The Gymnastics Ethics Foundation (GEF or Foundation), an independent legal entity for safeguarding in gymnastics, today launched a clear and bold six-year strategic framework, Gymnasts 2028, aimed at making the sport of gymnastics safe, thriving and impactful for all. Gymnasts 2028 takes a human-centric approach, placing gymnasts and the people that support and serve gymnastics at the heart of its work. It has been designed to engage all key stakeholders inside and outside the institutional gymnastics system. The timeframe structures the Foundation’s work and allows for impactful action leading up to the Paris 2024 and Los Angeles 2028 editions of the Olympic Games, which are both seen as critical benchmark moments for the sport of gymnastics and wider issues concerning ethics, integrity and safety in global sport more generally.


Learn more details about Gymnasts 2028 here.

The President of the Gymnastics Ethics Foundation, Micheline Calmy-Rey, said on this occasion:


“Gymnasts 2028 outlines an ambitious vision that the GEF seeks to achieve underpinned by a strong, relevant, agile strategic framework. The GEF Council wholeheartedly established and adopted this framework focusing on our collective responsibilities to create a safe, thriving, and impactful sport for all gymnasts to participate and compete in throughout their lives. The time is now, and the actions needed are clear. Taking no action is not an option.“

Drawing lessons from the Foundation’s first four years of operations including the management of more than 135 cases, Gymnasts 2028 outlines urgent challenges and trends in gymnastics and describes how the GEF seeks to address them through five strategic priority areas. These areas relate to harm prevention, discipline and adjudication, capacity development, growth, and value generation in cooperation with a global network (the global gymnastics ecosystem).

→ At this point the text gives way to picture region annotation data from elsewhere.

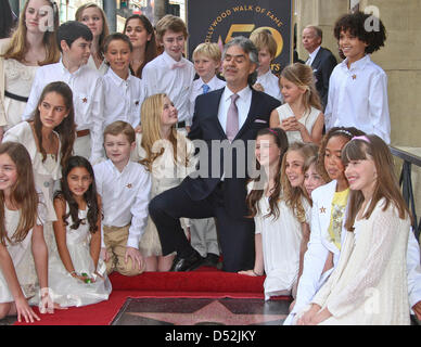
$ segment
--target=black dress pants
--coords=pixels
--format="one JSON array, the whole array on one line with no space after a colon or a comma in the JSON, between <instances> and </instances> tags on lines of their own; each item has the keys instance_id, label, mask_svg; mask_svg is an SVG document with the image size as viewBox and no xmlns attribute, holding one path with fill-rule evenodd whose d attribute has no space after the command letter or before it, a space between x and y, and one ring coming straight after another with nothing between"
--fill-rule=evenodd
<instances>
[{"instance_id":1,"label":"black dress pants","mask_svg":"<svg viewBox=\"0 0 421 347\"><path fill-rule=\"evenodd\" d=\"M222 269L237 272L254 268L254 220L232 216L227 210L222 182L203 201L193 201L180 185L169 189L150 202L149 211L158 231L164 256L176 250L179 257L186 258L194 252L181 228L181 217L215 217Z\"/></svg>"}]
</instances>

Examples of planned activities under these five priority areas include:

  • engage, support and protect survivors, whistle-blowers and investigative media involved in exposing, uncovering or addressing harmful and unethical behaviour;

  • develop relationships, formal partnerships and resources with athlete-led organisations, sport integrity bodies, sports bodies, government, IGOs and NGOs, and law enforcement that develop proactive systems for intelligence gathering;

  • identify, assess and mitigate strategic and operational institutional risks across the global gymnastics ecosystem in accordance with international standards (e.g. ISO 31000) and best practices;

  • commission, identify, assess and promote research related to various topics that impact the safety, ethics and integrity of gymnastics (age, gender, equipment, scoring, etc.); and

  • support and provide athlete and child rights guidance on the formulation of rules, regulations, policies, procedures and practices.

GEF Director Alex McLin explained:

“Our approach is values-based and rooted in upholding and practising international standards and best practices. It aims to build trust, attain legitimacy, uphold justice, nurture innovation and to be evolutionary.”

He added:

“It’s essential to engage all key stakeholders inside and outside the classical gymnastics system as we are all individually and collectively responsible for achieving a world of gymnastics we want to see.”

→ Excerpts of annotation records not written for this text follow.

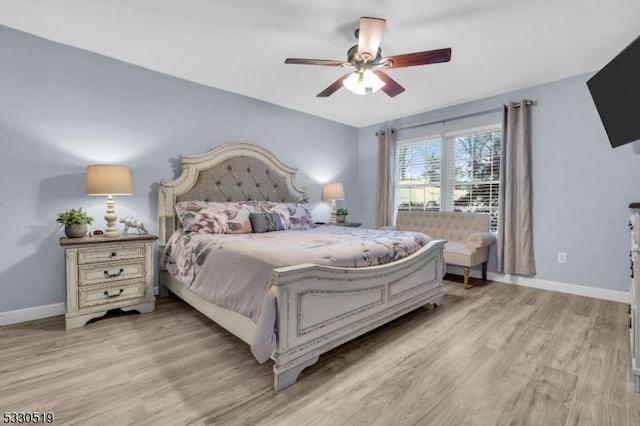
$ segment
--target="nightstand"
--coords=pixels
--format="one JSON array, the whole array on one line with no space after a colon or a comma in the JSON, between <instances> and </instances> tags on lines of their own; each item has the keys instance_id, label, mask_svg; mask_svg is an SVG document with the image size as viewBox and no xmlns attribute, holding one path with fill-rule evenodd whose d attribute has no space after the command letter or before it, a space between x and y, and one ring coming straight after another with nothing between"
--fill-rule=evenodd
<instances>
[{"instance_id":1,"label":"nightstand","mask_svg":"<svg viewBox=\"0 0 640 426\"><path fill-rule=\"evenodd\" d=\"M66 329L83 327L110 309L155 310L155 235L60 238L67 276Z\"/></svg>"}]
</instances>

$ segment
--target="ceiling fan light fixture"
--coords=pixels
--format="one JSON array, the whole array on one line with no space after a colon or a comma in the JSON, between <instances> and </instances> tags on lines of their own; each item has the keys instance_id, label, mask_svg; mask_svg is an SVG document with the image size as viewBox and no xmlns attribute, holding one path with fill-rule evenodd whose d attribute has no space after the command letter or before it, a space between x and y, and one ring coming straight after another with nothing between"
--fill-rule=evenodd
<instances>
[{"instance_id":1,"label":"ceiling fan light fixture","mask_svg":"<svg viewBox=\"0 0 640 426\"><path fill-rule=\"evenodd\" d=\"M342 85L356 95L375 93L384 86L384 82L370 69L354 71L342 81Z\"/></svg>"}]
</instances>

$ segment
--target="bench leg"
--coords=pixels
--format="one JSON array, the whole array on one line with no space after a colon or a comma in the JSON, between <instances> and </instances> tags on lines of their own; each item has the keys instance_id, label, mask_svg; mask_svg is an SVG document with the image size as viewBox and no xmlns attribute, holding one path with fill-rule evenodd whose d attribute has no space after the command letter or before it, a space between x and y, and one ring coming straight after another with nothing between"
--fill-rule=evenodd
<instances>
[{"instance_id":1,"label":"bench leg","mask_svg":"<svg viewBox=\"0 0 640 426\"><path fill-rule=\"evenodd\" d=\"M469 268L468 266L464 267L464 289L467 290L469 288Z\"/></svg>"}]
</instances>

Examples of actors outside the institutional gymnastics system include survivors of abuse, human rights organisations, manufacturers and suppliers, sponsors, media and broadcasters, and trade unions.

(inspired by the Centre for Sport and Human Rights Global Sports Ecosystem Diagram)

The title of the new framework, Gymnasts 2028, serves as a permanent reminder of those the GEF seeks to protect and serve, the gymnasts.


Ivana Hong, athletes’ representative on the GEF Council from 2019 until the end of 2022, said in this regard:

“Gymnasts 2028 is an effort to shift from the priority of winning at all costs, to developing and supporting gymnasts in ways that enable success inside and outside of the gym for both the near and far term. It's seeing the gymnast for more than just their score or placement, and instead as a human-being, one that has so much potential and growth in the moment and ahead. This potential and growth can either be nourished or destroyed by the environment and people they embark on their gymnastics career with. While a gymnast first approach does exist today, it's not as prevalent as we believe it could be. Working towards this shift in culture and mindset is a team effort from all constituents involved, including the gymnasts themselves, and a journey that we deeply believe should be a priority to create a healthy relationship with each other and the sport in ways that when a gymnastics career concludes, everyone walks away with a skill set that prepares them for life beyond the competition floor. ”

The Gymnastics Ethics Foundation will use the new strategic framework as the basis for developing its annual activity plan, communicating progress, and a tool for accountability.